Oireachtas Joint and Select Committees

Wednesday, 26 September 2018

Joint Oireachtas Committee on Future of Mental Health Care

Health Sector Pay Report: Public Service Pay Commission

1:55 pm

Photo of Pat BuckleyPat Buckley (Cork East, Sinn Fein) | Oireachtas source

I welcome the witnesses and thank them for their presentation. I have some very brief questions. I am frustrated about the recruitment and retention issue.

Mr. Duffy mentioned positions for nursing being oversubscribed, but there is a swallow hole of emptiness when it comes to looking for specific staff in areas of the mental health sector. I cannot understand it. If one needs a pound of sugar tomorrow, one goes to the shop for a pound of sugar. If one needs two pounds the day after, one buys the two pounds of sugar. We are dealing with forward planning. If we know there is going to be a shortage in coming years, and Mr. Duffy referred to retirements and the fact that a certain number will leave, why are we not training more staff? Why are we not giving them better opportunities?

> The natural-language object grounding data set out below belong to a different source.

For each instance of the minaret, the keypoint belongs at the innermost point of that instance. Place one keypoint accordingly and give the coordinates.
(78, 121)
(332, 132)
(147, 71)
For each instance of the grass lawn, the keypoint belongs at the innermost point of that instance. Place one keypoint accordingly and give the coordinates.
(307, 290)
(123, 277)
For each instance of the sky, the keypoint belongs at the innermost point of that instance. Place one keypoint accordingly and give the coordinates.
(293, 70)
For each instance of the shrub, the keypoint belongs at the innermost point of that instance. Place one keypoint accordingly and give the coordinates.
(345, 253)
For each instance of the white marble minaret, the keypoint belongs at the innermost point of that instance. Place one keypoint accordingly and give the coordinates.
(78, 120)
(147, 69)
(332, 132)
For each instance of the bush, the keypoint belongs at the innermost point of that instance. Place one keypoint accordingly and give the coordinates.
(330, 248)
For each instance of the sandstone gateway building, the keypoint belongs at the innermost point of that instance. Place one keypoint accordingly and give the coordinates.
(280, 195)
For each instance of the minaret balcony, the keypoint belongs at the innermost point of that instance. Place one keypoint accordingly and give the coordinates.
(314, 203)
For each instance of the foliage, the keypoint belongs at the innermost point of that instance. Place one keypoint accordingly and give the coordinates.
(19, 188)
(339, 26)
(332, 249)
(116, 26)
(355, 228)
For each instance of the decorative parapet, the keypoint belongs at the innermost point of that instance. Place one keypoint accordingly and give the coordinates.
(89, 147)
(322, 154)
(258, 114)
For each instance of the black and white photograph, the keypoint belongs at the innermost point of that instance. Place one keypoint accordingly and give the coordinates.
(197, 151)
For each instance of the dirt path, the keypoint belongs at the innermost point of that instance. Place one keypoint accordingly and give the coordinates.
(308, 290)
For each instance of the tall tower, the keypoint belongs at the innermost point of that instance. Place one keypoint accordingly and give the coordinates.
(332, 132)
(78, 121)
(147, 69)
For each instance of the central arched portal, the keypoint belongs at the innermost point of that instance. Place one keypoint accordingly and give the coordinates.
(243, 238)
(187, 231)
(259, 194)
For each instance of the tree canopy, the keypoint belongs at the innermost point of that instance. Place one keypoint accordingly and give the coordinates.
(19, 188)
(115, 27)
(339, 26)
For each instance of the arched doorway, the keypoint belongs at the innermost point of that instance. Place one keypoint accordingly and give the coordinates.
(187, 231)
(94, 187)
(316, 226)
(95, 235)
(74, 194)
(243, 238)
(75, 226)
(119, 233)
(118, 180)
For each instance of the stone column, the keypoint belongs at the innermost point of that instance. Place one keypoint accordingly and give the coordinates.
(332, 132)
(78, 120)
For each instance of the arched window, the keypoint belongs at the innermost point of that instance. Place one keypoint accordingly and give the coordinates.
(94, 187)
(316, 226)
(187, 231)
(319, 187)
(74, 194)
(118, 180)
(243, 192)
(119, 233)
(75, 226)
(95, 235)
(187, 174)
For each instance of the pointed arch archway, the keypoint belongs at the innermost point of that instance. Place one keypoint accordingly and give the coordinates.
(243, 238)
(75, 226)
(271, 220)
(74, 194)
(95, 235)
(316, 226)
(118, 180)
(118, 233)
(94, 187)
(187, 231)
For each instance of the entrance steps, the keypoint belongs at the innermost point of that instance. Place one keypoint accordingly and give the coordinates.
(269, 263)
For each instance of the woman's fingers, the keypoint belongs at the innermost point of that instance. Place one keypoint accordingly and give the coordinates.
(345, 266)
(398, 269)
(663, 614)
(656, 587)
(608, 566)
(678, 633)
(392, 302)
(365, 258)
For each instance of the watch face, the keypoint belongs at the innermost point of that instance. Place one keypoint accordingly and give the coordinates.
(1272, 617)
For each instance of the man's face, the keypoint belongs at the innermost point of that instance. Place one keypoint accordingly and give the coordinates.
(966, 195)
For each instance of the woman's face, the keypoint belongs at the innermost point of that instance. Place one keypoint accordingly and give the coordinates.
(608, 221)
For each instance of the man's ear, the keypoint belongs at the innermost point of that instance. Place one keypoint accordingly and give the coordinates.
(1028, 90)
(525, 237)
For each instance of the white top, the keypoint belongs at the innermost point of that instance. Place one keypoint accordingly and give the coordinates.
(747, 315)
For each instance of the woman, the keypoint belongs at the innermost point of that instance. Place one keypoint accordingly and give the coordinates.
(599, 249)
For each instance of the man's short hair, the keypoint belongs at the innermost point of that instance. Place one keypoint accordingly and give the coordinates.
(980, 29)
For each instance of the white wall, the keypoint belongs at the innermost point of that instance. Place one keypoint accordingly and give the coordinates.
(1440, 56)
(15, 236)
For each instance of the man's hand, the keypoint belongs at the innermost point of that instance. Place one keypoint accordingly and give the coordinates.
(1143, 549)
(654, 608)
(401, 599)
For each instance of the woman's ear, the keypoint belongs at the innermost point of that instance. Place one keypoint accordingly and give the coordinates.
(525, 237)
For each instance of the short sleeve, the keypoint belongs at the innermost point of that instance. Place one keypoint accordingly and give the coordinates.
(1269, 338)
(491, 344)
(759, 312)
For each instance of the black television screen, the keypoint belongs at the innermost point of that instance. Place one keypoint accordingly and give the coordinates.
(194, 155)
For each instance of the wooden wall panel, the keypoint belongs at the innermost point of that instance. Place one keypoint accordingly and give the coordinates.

Mr. Duffy mentioned demographics as well, which set off a light in my head. Why can we not plan? I have been following this matter for the last 14 or 15 years, including in my short time as a Member of the House, and in that time everybody who has appeared before committees has spoken about the problems. Nobody speaks about the solutions. We know the demographics in certain areas and we know which teams are fully staffed within the CAMHS and which are not. Why can we not pick a specific area and state that the plan for the next two years is to fully staff that area and provide the resources to do that? If one moves out of Dublin rents are far cheaper. We should be forward planning for that. There is a model in the hospital in Southampton where the staff who work there have cheap accommodation on campus. There are solutions but nobody comes up with them.

Mr. Duffy referred to the examination in detail of recruitment and retention, yet there appears to be a lack of evidence or very little detail. If there is very little detail how can we get an evidence base? Can the commission provide details of the health service employers' engagements that took place and what grades it examined? Is it possible to get that? I was struck by the line that the PSPC will not take the place of direct negotiations between the Government and employee representatives. The witness referred to the FEMPI. If the commission is not engaging with it what is the purpose of the commission's report on that?

The witness spoke about recruitment and retention. It is frightening that part of another report that was attached to the documents today regarding CAMHS and the 57 units that were investigated shows that 79% of the units that were inspected were non-compliant. Some 69% were non-compliant and deemed to be high or critical risk to residents, not to mind staff, and 51% of the regulated services were non-compliant on an ongoing basis. That is one area that is toxic. If we are expecting somebody to put his or her hand into the boiling pot without cooling the water we are in trouble. This is not a personal attack on the commission but just shows the system. The presentation is all about the problems and no solutions. We need solutions. Will the day ever come when somebody will grab the bull by the horns? My area of Cork is a disaster when it comes to CAMHS. It has a huge population so we should staff the service and move on to the next county and then the next county.